Scientific classification
- Kingdom: Plantae
- Clade: Tracheophytes
- Clade: Angiosperms
- Clade: Monocots
- Order: Asparagales
- Family: Amaryllidaceae
- Subfamily: Amaryllidoideae
- Genus: Narcissus
- Species: N. cavanillesii
- Binomial name: Narcissus cavanillesii Barra & G.López
- Synonyms: Braxireon humile Raf.; Carregnoa humilis J.Gay; Narcissus humilis Traub; Pancratium humile Cav.; Tapeinaegle humilis Herb.; Tapeinanthus humilis Herb.;

= Narcissus cavanillesii =

- Genus: Narcissus
- Species: cavanillesii
- Authority: Barra & G.López
- Conservation status: LC
- Synonyms: Braxireon humile Raf., Carregnoa humilis J.Gay, Narcissus humilis Traub, Pancratium humile Cav., Tapeinaegle humilis Herb., Tapeinanthus humilis Herb.

Species of daffodil

Narcissus cavanillesii is a species of Narcissus (daffodils) in the family Amaryllidaceae native to the Iberian Peninsula and Northwest Africa. It is classified in section Tapeinanthus, of which it is the sole member.

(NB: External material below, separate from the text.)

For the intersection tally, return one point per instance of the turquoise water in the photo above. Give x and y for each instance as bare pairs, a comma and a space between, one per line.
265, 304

Formerly, it was classified as a separate genus, Tapeinanthus.

==Description==
Narcissus cavanillesii is a bulbous plant, 8–18 cm tall. Unlike the remaining species of Narcissus, the corona is almost completely absent, which was why it was formerly classified as a separate genus.

==Distribution and habitat==
Narcissus cavanillesii is native to the southwest Iberian Peninsula and Northwest Africa (in Morocco, south to Agadir, and Algeria) and inhabits forest clearings, scrublands, Mediterranean pastures, riparian communities and road edges in sub-humid Mediterranean climates from sea level up to 730 m a.s.l., occasionally 1000 m.